The subspecies of the golden-billed saltator are found thus:

- S. a. iteratus: western slope of the Andes in northern Peru's Cajamarca, Amazonas, La Libertad, and Ancash departments
- S. a. albociliaris: Andes from Ancash and Huánuco departments in Peru south into extreme northern Chile's Arica y Parinacota Region
- S. a. hellmayri: Bolivia from La Paz and Cochabamba departments south to southeastern Potosí and northern Tarija departments
- S. a. aurantiirostris: southern Tarija in Bolivia, northern Argentina south to Buenos Aires Province, eastern Paraguay, and western Mato Grosso do Sul in Brazil
- S. a. parkesi: eastern Argentina's Entre Ríos Province, most of Uruguay, and southern Rio Grande do Sul in southernmost Brazil
- S. a. nasica: west-central Argentina from La Rioja Province south to western La Pampa Province

The golden-billed saltator inhabits a variety of dryish somewhat open landscapes including montane scrublands, Gran Chaco woodlands, the edges of forest, hedges around fields, and gardens.
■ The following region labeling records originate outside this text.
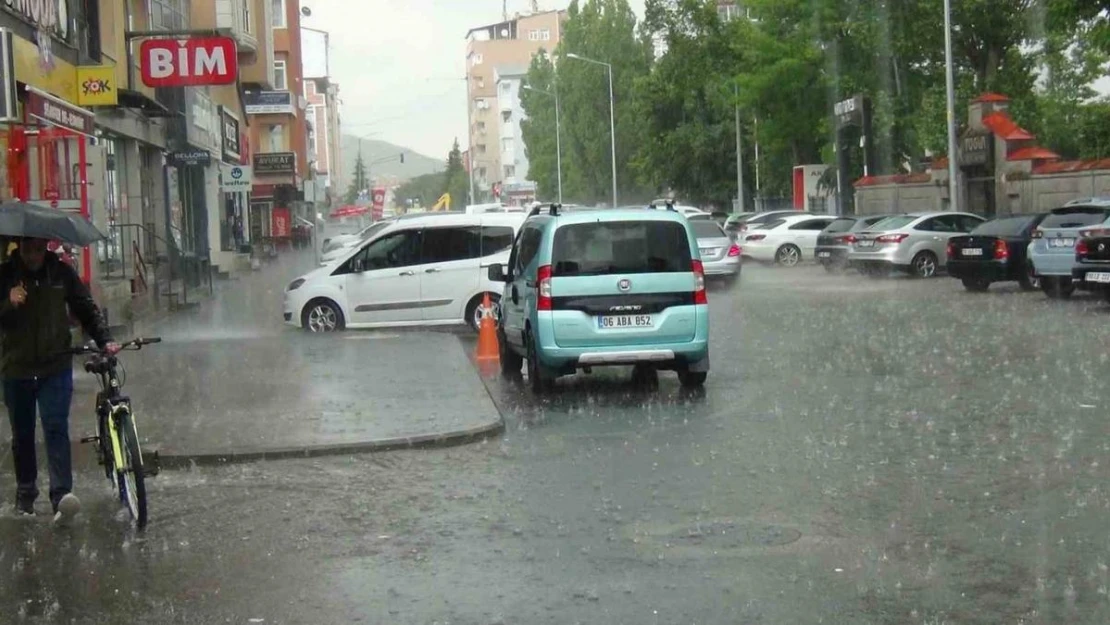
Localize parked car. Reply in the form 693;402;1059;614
947;213;1048;291
488;209;709;393
284;213;525;332
1071;232;1110;302
848;212;987;278
1028;198;1110;299
740;213;836;266
814;215;891;273
690;220;740;284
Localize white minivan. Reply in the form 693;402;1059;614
284;213;526;332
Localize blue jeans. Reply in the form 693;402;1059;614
3;370;73;507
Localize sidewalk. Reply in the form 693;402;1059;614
71;253;502;466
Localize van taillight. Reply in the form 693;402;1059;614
995;239;1010;261
690;261;709;304
536;264;552;311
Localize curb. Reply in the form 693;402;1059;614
158;415;505;468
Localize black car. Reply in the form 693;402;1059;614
948;213;1048;292
814;215;891;273
1071;229;1110;302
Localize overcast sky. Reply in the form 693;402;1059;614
301;0;644;158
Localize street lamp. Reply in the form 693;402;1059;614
524;82;563;204
566;52;617;208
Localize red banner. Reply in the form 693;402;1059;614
270;208;291;239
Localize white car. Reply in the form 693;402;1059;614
284;213;526;332
740;214;836;266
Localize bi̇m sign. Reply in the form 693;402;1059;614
139;37;239;87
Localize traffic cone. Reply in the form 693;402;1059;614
474;293;501;365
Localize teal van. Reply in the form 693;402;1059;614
488;204;709;393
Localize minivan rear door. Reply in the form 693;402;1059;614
551;220;697;347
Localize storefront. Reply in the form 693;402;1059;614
0;0;95;282
220;107;252;252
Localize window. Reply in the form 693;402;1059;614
482;225;513;256
509;228;543;276
270;0;285;28
421;225;482;264
270;123;285;152
274;61;289;91
790;219;830;232
552;221;690;275
340;230;421;273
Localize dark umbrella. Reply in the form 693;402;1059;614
0;200;105;246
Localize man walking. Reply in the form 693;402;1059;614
0;239;119;523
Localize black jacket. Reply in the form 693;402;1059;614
0;252;112;379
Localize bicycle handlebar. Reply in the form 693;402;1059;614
63;336;162;355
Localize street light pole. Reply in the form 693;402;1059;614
945;0;960;211
524;81;563;204
566;52;617;208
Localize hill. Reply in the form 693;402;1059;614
339;139;446;191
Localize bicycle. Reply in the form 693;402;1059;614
68;337;162;530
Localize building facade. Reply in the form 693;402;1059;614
466;11;566;201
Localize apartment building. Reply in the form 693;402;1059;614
466;11;566;201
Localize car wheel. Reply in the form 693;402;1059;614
678;371;709;389
1018;263;1040;291
1041;275;1076;300
497;329;524;380
775;243;801;266
525;332;555;395
464;293;501;332
301;300;344;333
960;278;990;293
910;252;937;278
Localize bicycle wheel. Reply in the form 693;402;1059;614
115;412;147;530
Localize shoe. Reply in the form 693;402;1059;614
16;500;34;516
54;493;81;525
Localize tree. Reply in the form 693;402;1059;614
522;0;650;203
441;138;471;208
343;152;370;204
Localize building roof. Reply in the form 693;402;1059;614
1006;145;1060;161
466;9;566;37
982;111;1036;141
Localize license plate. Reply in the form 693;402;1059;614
597;314;655;330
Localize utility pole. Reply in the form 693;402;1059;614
733;84;747;212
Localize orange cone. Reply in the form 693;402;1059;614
474;293;501;364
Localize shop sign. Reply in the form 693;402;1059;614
77;65;119;107
27;87;95;134
165;150;212;168
220;107;242;163
243;91;293;115
220;164;254;193
254;152;296;174
0;28;19;123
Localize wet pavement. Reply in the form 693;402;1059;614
0;265;1110;624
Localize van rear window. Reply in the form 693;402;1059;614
552;221;690;276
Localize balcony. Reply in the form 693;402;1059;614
215;0;259;63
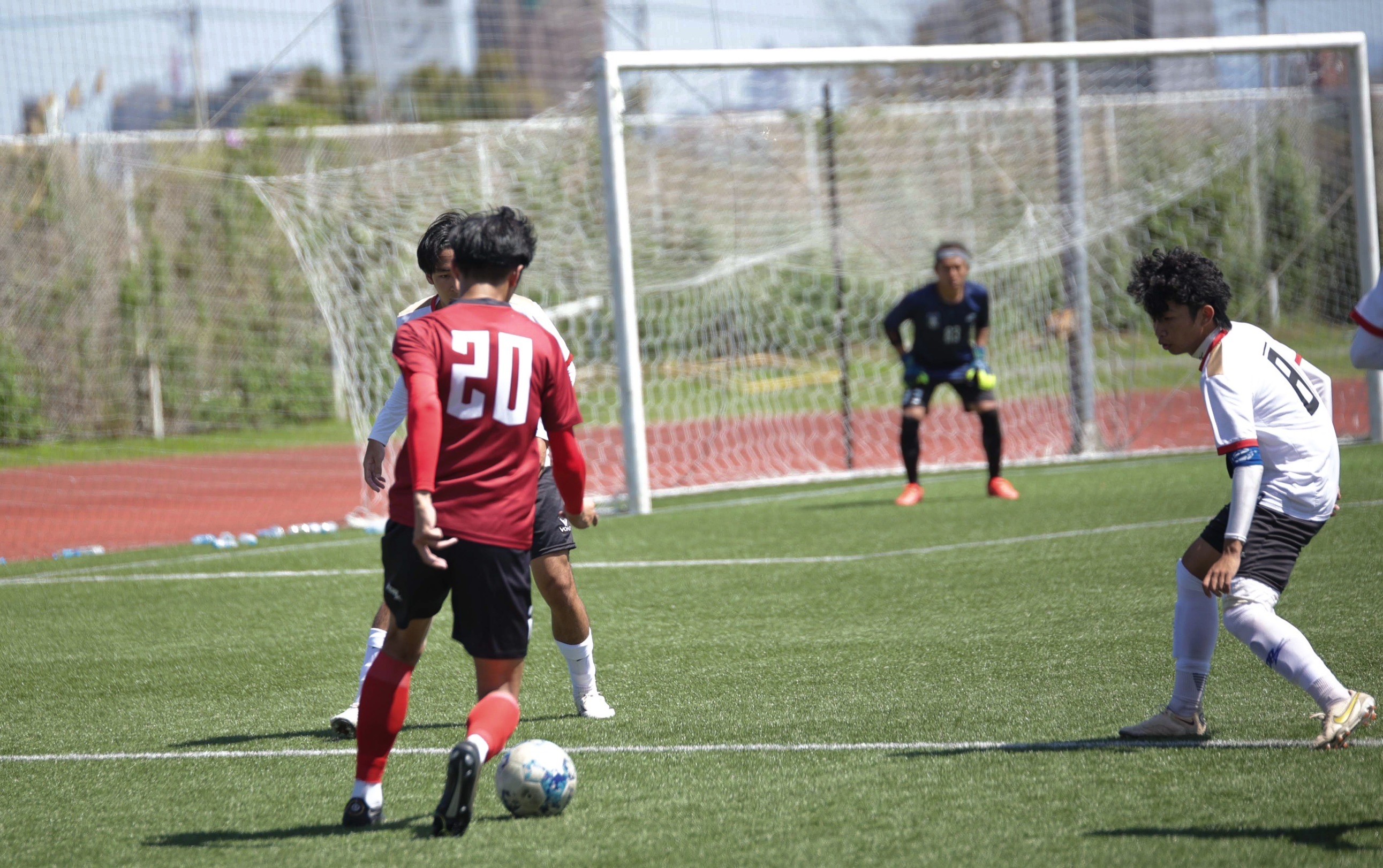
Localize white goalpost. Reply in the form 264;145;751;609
595;33;1383;513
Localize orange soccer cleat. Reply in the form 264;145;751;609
894;482;927;506
989;477;1018;500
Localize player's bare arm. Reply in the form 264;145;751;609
408;370;456;569
361;438;386;491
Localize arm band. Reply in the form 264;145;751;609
1224;463;1263;542
548;429;586;515
408;373;441;492
369;377;408;446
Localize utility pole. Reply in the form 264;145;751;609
821;81;855;470
1051;0;1098;455
187;0;206;130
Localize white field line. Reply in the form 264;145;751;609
11;500;1383;588
0;515;1206;588
6;536;376;579
0;738;1383;763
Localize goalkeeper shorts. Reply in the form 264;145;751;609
903;372;994;410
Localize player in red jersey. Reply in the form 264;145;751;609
342;207;586;835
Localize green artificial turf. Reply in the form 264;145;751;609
0;446;1383;865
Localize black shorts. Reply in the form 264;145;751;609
1200;505;1325;595
380;521;532;659
903;377;994;410
531;467;577;557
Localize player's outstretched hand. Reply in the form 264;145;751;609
361;439;384;491
1200;550;1242;597
413;491;456;569
562;498;600;531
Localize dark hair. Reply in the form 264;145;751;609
447;206;538;282
418;211;465;275
932;240;970;263
1127;247;1234;329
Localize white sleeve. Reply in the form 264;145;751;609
1200;373;1259;455
369;377;409;445
1297;355;1335;424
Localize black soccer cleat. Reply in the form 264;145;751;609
342;796;384;827
433;741;480;836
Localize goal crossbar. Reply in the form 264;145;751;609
596;32;1383;514
604;31;1366;71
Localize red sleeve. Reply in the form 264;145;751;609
394;323;441;492
542;334;581;434
548;429;586;515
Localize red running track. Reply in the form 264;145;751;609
0;380;1368;561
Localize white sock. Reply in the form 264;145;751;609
350;778;384;807
1167;561;1220;719
351;628;389;706
466;735;489;763
557;633;596;697
1224;579;1350;712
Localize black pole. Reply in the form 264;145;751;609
821;81;855;470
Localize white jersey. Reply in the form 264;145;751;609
1200;322;1340;521
369;296;577;450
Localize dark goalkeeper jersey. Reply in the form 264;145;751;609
884;280;989;377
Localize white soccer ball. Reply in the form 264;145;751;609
495;738;577;817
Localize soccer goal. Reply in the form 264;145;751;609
592;33;1383;513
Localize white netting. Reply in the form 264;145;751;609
254;58;1366;506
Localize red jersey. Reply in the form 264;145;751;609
389;300;581;549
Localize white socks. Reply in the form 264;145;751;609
557;633;596;697
350;778;384;807
351;628;389;707
466;734;489;763
1224;578;1350;712
1167;561;1220;719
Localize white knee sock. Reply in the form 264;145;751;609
1167;561;1220;717
351;628;389;705
557;633;596;697
1224;579;1350;712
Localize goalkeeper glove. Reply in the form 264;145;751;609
965;347;999;391
903;353;931;389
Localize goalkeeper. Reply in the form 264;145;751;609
884;240;1018;506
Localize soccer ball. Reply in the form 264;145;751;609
495;738;577;817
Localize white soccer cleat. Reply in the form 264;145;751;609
330;705;360;738
1311;691;1379;750
1119;707;1206;738
572;690;614;720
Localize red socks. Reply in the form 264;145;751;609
356;654;412;783
470;691;519;768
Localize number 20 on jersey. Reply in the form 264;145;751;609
447;330;532;426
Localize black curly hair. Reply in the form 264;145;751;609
418;211;466;275
447;206;538;282
1127;247;1234;329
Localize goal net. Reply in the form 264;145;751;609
8;37;1379;560
254;43;1369;514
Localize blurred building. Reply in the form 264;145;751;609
476;0;604;111
111;69;301;131
913;0;1219;95
111;83;192;131
336;0;464;91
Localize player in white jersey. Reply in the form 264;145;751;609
1350;271;1383;370
330;211;614;738
1119;247;1378;749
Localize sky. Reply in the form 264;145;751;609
0;0;1383;134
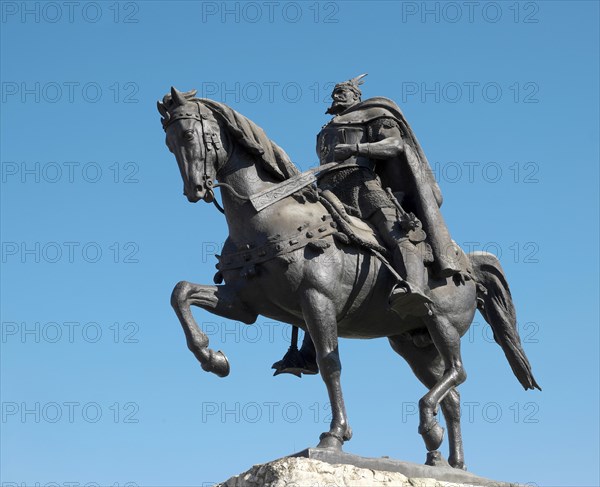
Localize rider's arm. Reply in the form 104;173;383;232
356;118;404;159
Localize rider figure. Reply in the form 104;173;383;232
317;75;460;315
274;75;460;378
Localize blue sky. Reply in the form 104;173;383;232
0;1;600;487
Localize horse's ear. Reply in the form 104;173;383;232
171;86;187;106
156;101;169;118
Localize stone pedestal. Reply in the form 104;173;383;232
216;448;518;487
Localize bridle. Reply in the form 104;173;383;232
163;101;239;213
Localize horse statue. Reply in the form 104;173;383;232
158;88;540;469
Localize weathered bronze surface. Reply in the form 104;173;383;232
158;82;539;469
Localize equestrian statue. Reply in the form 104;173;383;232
158;75;540;469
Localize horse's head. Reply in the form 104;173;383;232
157;87;227;203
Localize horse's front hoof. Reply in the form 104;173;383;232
448;457;467;471
419;420;444;452
317;433;344;451
202;349;231;377
425;450;450;467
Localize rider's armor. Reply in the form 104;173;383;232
317;109;430;315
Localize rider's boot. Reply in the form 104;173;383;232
390;238;432;316
271;326;319;377
370;207;431;316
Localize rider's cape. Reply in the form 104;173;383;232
333;97;454;274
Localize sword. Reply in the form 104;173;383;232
250;162;356;212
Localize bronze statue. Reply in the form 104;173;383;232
158;88;539;468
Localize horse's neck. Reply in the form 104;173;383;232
219;150;279;244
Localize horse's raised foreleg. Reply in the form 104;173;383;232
419;314;467;456
171;281;257;377
389;336;465;469
301;290;352;450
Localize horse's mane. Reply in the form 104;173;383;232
198;98;299;180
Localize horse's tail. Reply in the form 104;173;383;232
468;252;542;391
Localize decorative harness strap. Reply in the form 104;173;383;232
216;215;338;271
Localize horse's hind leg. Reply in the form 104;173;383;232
171;281;257;377
389;336;465;469
301;289;352;449
419;311;467;451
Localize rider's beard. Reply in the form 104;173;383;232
325;101;355;115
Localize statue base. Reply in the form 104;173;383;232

It is found down to near sea level in eastern Argentina, Uruguay, and far southern Brazil and mostly between 1500 and 3800 m in the Andes. It reaches 4000 m in Peru.

==Behavior==
===Movement===

The golden-billed saltator is believed to be a year-round resident.

===Feeding===

The golden-billed saltator's diet has been studied only in Argentina, where it fed primarily on seeds with smaller numbers of several types of insects. As far as is known, it usually forages in pairs.

===Breeding===

The golden-billed saltator's breeding season varies somewhat across its range. It spans November to January (rarely starting in October) in Argentina, spans October to January in Uruguay, and includes June in Peru and February to March in Bolivia. Most known nests were found in Argentina. They were cups made from straw, lichens, and other plant material and lined with rootlets and leaves. They were in bushes between about 1.2 and 3.7 m above the ground and were often partially hidden by vines. The clutch was two or three eggs that were blue-green with black markings. The incubation period was 14 days and fledging occurred 17 to 18 days after hatch.

===Vocalization===

The golden-billed saltator's song is "variable, a loud, strident, musical whistled phrase, for example: twi CHEW tew-SWEE?". Its calls are "a metallic tchip and a low gravelly churr.

==Status==

The IUCN has assessed the golden-billed saltator as being of Least Concern. It has a large range; its population size and trend are not known. No immediate threats have been identified. It is considered "[q]uite common in suitable habitat over much of its range" and "fairly common" in Peru.